Harold and the Purple Crayon, a story most of us remember hearing as children or reading to our own kids, has been stretched out into a feature-length comedy-adventure that’s supposed to serve as a testament to the power of imagination, despite having little imagination of its own. If you told me ChatGPT somehow made this entire movie, I wouldn’t believe you, but only because I think ChatGPT might have done a more coherent job.
After that initial recap of the book, the movie introduces a grown-up version of Harold (Zachary Levi), who starts wondering aloud who drew him into being. The narrator — dubbed the Old Man — says that he did. But when Harold tries to ask follow-up questions, the Old Man goes quiet, and so our naïve protagonist draws an entrance to a place called the Real World and flings himself there in the hopes of finding the artist that traced him to life.

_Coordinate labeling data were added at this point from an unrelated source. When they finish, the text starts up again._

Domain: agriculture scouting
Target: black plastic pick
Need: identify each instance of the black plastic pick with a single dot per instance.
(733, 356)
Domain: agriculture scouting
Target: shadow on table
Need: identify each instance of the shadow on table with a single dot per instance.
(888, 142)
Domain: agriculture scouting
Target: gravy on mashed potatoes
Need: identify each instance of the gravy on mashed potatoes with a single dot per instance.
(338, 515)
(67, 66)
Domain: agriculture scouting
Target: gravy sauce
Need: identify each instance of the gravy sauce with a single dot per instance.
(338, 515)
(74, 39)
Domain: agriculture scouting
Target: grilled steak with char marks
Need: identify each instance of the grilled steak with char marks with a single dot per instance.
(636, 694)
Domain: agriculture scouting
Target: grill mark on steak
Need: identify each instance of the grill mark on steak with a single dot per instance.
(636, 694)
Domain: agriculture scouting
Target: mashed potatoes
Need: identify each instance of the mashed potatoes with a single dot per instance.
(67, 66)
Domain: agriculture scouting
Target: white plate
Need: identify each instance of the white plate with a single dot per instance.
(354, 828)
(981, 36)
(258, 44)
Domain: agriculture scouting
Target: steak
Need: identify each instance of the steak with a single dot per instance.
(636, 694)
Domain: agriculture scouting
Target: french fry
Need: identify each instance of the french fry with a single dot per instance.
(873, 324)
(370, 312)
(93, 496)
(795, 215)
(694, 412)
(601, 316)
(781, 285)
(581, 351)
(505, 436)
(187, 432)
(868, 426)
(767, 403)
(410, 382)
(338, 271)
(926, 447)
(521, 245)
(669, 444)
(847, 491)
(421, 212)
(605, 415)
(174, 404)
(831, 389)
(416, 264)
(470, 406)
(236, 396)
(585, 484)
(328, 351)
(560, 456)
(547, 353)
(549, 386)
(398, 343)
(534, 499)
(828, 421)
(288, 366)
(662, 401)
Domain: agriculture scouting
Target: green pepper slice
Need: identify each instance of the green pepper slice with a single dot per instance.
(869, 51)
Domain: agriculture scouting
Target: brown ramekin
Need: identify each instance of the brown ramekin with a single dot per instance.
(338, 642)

Once Harold walks through that Real World door, followed soon after by Moose (Lil Rel Howery) and Porcupine (Tanya Reynolds of Sex Education and The Decameron), the comedy-adventure switches from animation to live action and loses any sense of wonder it may have momentarily generated. It also doesn’t make a ton of sense?
Harold, now a fully grown man dashing through contemporary society in a blue onesie, is still able to use his purple crayon to sketch fully functioning airplanes and bicycles out of thin air because, you know: magic. I accept that. What I cannot accept is that both Moose and Porcupine show up in reality — specifically, the town of Providence, Rhode Island — as human beings. Moose is just Lil Rel Howery in a cardigan sweater with a moose on it, while Porcupine manifests as Reynolds dressed like a punk rocker with spiked, purple hair that runs down the middle of her head.
Why do they change from animals into humans? The movie never explains, perhaps because the real answer — that presumably Sony didn’t want to pay for the CGI required to bring crayon drawings to life and keep more legit-looking animals in the movie — would distract from the film’s message. As Harold articulates it, “with a little imagination, you can be whatever you want to be.” Except, apparently, for an actual moose or an actual porcupine. You need a little imagination and a more robust postproduction budget for that.